In this debate, the presenters will discuss issues including diversity in college admissions, accommodations granted in college, and special talents and contributions that can be made by students representing a range of diverse characteristics.

Debate questions:

1. Do we have an adequate and sufficient definition of a “successful” transition to adulthood? What is it? What are its assumptions? What are the implications for the way young people are prepared for the transition to adulthood? How do assumptions about “success” in the transition to adulthood impact and influence the pathways and adjustment of emerging adults?

2. Are current models for assessing potential for achievement and success in the school-to-work transition doing what is needed? Should we “throw the baby out with the bath water” and then design new, more effective measures of achievement and aptitude for admissions and hiring?

Are we doing the best we can to identify the best and the brightest? Are we really helping young people achieve “fit?”
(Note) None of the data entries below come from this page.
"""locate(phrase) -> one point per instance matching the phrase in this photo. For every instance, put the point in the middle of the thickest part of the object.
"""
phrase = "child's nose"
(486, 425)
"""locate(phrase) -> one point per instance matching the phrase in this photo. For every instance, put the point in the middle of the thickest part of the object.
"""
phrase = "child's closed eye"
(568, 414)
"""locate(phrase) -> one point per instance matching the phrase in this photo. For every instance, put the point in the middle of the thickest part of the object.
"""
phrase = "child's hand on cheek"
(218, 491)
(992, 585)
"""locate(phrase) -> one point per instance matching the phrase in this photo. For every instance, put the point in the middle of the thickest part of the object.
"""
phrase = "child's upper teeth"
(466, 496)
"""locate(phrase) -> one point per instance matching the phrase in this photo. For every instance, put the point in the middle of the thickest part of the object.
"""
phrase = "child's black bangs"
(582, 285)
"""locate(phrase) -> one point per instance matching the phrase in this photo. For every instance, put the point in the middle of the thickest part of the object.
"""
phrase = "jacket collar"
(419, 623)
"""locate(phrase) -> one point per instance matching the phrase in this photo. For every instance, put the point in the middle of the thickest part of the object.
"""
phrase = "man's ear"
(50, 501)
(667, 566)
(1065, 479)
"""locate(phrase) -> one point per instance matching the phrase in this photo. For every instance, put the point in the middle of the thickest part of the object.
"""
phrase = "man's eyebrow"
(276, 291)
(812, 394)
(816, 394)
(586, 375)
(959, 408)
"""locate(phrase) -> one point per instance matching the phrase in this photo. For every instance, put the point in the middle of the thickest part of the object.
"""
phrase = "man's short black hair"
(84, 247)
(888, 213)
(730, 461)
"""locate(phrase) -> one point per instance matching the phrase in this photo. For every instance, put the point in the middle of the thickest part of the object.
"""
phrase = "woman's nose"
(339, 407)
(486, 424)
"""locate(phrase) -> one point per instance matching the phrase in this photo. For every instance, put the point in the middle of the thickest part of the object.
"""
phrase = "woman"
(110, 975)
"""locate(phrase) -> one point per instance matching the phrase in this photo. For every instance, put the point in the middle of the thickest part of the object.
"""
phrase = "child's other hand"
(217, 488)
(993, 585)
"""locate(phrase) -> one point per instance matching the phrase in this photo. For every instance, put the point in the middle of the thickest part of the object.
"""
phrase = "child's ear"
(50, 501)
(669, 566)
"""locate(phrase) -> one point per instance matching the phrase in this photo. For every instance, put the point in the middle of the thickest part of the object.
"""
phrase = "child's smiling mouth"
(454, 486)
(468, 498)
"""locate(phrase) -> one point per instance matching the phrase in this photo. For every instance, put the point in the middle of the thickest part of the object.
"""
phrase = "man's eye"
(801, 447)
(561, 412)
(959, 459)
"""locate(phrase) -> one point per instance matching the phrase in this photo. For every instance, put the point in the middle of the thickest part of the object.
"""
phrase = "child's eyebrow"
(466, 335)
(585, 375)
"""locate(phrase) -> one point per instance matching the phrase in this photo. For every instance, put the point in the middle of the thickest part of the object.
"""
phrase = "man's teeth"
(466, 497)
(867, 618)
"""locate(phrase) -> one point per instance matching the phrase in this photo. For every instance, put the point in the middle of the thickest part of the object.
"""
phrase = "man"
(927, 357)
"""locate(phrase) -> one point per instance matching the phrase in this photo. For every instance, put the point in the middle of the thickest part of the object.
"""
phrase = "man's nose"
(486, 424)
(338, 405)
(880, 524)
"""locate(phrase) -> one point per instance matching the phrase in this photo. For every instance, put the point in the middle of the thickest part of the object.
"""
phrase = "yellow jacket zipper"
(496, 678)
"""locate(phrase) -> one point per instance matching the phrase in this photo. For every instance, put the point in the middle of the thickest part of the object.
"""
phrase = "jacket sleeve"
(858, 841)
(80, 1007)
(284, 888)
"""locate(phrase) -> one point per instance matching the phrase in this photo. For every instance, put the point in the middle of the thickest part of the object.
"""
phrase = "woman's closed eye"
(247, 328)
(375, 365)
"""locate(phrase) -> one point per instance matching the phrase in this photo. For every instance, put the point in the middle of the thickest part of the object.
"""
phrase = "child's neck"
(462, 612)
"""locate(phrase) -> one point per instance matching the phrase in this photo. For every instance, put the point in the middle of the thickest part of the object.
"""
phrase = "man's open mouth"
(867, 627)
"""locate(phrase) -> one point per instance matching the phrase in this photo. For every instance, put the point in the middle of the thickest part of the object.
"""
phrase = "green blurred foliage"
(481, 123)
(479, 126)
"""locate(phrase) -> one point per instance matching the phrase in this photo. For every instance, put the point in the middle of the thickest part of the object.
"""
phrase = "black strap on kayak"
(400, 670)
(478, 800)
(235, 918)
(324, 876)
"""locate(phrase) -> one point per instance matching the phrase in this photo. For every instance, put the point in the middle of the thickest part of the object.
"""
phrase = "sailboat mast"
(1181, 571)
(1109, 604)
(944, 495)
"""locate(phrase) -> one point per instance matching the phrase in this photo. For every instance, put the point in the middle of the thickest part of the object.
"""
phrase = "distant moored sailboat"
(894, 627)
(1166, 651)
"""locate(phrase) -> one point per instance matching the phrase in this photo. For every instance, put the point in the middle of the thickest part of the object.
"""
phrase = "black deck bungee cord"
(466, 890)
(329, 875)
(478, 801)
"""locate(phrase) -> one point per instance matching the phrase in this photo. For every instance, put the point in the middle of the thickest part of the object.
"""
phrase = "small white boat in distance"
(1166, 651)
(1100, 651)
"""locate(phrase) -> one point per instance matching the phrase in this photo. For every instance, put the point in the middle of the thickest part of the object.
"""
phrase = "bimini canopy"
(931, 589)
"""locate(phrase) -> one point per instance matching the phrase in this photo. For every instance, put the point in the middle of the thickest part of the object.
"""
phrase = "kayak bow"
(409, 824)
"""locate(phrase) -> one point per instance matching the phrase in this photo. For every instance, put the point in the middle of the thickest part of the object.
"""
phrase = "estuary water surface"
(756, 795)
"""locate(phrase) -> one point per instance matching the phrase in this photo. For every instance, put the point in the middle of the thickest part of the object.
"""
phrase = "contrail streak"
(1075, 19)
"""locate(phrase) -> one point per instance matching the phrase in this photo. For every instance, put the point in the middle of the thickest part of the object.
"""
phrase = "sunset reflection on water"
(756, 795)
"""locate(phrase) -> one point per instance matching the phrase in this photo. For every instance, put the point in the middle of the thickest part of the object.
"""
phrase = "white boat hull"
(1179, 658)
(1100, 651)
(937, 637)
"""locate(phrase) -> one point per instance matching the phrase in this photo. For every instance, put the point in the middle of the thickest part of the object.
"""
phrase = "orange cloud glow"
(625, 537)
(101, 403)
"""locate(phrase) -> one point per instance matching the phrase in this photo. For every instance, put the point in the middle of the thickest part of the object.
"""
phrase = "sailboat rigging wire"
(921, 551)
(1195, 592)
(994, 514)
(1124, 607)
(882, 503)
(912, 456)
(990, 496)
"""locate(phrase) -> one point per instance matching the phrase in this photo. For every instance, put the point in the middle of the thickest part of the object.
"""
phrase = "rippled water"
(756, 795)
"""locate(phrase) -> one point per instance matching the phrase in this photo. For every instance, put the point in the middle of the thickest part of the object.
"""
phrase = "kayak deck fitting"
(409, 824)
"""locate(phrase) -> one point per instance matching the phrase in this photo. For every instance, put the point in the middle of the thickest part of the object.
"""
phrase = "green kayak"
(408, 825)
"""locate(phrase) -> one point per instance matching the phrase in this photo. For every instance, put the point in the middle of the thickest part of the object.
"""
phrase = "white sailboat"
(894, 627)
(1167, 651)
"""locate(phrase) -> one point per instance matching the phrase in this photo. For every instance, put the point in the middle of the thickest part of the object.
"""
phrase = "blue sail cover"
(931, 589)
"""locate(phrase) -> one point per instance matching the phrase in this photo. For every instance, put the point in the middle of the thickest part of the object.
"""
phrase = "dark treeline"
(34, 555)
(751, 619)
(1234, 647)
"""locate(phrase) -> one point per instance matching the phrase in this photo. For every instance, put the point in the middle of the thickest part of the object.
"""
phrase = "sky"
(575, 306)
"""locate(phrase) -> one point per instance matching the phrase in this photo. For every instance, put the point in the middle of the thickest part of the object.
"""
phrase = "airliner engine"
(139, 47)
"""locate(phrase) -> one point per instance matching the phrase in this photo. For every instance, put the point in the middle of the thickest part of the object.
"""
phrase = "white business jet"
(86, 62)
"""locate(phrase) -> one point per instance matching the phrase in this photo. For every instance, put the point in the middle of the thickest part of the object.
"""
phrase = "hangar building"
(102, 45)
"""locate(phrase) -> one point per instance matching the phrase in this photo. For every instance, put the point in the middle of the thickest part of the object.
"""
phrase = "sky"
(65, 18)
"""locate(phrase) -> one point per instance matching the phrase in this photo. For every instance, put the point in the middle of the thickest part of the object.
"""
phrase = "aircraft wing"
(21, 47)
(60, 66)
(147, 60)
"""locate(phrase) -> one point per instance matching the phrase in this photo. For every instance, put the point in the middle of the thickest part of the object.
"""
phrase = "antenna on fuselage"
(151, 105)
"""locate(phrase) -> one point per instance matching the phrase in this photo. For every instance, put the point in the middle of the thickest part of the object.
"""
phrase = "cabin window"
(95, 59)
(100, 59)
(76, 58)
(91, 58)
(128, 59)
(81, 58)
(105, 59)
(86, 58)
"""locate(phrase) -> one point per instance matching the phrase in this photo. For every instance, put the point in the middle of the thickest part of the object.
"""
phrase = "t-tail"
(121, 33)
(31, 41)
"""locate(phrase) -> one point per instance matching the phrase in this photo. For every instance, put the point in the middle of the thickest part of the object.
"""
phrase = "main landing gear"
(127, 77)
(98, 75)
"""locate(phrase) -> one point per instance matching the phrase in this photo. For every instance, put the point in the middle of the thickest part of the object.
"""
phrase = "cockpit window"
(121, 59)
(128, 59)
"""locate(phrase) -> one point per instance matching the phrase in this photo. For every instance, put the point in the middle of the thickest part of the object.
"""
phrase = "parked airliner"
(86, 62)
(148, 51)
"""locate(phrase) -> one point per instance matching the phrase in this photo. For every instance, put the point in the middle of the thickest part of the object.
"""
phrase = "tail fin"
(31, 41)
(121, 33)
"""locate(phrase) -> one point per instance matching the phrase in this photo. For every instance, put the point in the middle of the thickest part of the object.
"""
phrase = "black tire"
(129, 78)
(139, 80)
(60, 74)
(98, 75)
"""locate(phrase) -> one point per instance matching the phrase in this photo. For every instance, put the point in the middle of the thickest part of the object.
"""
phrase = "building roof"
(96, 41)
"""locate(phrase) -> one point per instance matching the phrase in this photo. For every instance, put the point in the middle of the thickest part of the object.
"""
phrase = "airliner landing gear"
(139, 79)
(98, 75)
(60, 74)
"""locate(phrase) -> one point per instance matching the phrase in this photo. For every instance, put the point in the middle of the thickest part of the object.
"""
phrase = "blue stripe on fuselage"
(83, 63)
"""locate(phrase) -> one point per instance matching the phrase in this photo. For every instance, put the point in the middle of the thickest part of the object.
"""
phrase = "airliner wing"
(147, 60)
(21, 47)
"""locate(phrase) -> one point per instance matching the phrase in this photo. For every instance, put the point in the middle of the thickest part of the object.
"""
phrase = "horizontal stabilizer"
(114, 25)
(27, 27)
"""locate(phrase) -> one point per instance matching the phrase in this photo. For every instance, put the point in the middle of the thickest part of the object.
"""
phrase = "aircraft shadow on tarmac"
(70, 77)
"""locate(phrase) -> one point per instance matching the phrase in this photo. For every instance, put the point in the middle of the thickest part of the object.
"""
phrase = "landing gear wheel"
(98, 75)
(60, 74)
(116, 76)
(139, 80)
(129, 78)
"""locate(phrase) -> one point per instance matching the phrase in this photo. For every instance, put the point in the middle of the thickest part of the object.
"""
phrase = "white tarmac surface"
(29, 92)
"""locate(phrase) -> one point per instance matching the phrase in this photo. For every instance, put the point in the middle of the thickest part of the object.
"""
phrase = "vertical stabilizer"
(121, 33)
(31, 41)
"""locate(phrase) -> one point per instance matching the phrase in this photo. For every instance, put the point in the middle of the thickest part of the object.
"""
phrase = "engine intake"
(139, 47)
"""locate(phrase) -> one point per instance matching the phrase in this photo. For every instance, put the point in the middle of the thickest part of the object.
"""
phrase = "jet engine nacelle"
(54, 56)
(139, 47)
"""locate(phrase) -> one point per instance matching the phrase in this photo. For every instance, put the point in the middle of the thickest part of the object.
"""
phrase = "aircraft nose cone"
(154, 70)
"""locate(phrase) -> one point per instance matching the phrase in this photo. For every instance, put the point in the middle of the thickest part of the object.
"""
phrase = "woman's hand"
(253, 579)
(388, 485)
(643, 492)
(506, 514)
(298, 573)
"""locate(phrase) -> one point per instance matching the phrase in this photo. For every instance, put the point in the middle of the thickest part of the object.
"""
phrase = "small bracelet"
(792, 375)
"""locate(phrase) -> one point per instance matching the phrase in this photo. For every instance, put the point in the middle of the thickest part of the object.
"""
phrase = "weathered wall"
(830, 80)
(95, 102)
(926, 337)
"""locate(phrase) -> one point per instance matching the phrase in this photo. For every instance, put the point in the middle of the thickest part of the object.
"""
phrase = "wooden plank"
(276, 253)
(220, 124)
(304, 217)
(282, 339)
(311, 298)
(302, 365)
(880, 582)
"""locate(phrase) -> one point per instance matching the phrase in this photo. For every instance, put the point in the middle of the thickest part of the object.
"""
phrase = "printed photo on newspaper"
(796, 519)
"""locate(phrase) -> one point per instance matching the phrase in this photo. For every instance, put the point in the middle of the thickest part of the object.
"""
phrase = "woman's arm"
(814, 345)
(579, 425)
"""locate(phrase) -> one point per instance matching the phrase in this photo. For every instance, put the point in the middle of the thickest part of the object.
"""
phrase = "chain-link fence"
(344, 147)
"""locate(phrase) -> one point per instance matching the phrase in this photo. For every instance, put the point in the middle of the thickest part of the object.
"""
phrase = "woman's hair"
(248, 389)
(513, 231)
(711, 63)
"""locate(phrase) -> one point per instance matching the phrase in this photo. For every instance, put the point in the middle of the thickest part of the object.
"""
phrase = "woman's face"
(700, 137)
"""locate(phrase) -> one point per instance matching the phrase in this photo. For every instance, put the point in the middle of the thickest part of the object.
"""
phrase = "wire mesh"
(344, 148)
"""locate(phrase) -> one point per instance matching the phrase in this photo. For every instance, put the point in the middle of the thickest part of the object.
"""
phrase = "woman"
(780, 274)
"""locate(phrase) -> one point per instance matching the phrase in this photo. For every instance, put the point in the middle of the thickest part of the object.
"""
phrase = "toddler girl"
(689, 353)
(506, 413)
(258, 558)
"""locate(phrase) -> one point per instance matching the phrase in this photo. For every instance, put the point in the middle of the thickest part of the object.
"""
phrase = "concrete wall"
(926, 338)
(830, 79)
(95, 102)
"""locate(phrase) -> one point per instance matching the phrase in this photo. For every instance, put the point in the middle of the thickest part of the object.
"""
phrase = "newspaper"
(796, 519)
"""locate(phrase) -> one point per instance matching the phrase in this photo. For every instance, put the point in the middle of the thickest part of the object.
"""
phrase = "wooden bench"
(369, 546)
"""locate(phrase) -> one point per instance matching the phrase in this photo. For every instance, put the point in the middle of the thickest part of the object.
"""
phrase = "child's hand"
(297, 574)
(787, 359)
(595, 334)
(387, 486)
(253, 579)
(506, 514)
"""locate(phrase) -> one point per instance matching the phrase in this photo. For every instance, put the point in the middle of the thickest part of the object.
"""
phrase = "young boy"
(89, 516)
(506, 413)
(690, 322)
3. Colleges and universities and employers are well aware of the growing diversity of the labor force with respect to race and ethnicity. Diversity in terms of individual differences in learning styles, including learning disabilities, is also a concern of administrators and employers. Is the response to growing diversity along all dimensions increasing in a way that addresses the best interest of emerging adults? In the best interest of the institutions that train and hire them?

 

John Hagen, Ph.D.
Professor Emeritus of Psychology
Department of Psychology
University of Michigan

John Hagen, Ph.D. John Hagen, Ph.D. past Professor and current Professor Emeritus of Psychology (University of Michigan) has made professional contributions as a developmental psychologist for over 4 decades. Hagen served in numerous administrative positions throughout his career including, but not limited to, Executive Director of the Society for the Study of Child Development (1989-2007) and Director of the Reading and Learning Skills Center at The University of Michigan. His cumulative professional experience and expert knowledge in early childhood cognitive development, trajectories of adjustment and achievement, and strengths-based models put him in a unique position to comment on the contemporary assumptions underlying our working definition of "successful" adjustment in emerging adulthood. Through his work as an applied developmentalist, Dr. Hagen has acquired specialized knowledge about diversity in student learning styles and the role of sociocontextual factors in predicting successful transitions through school and into emerging adulthood. Dr. Hagen has been the recipient of many awards including the 2010 APA Award for Distinguished Service to Psychological Science.

 

Thomas West
Writer, Lecturer, Consultant
Washington, DC

Thomas G. WestThomas G. West is the author of In the Mind’s Eye (1991 and 1997) and Thinking Like Einstein (2004). A second edition of In the Mind’s Eye was released September 4, 2009, with a new Introduction from Oliver Sacks, MD. The book has had 17 printings, been selected as one of the “best of the best” for the year by the American Library Association and has been translated into both Japanese (1994) and Chinese (2004). A Korean translation became available in late 2011. In connection with In the Mind's Eye and his second book, Thinking Like Einstein, West has been invited to give talks for scientific, medical, art, design, computer and business groups in the U.S. and overseas, including groups in Australia, New Zealand, Canada, Hong Kong, Taiwan, Dubai-UAE and 12 European countries. He is now working on a third book with the working title Seeing What Others Do Not See or Cannot See. It will focus on high-level creativity and brain diversity -- dealing with dyslexia and Asperger syndrome along with other alternative modes of learning and thinking -- often having individuals tell their own stories in their own way.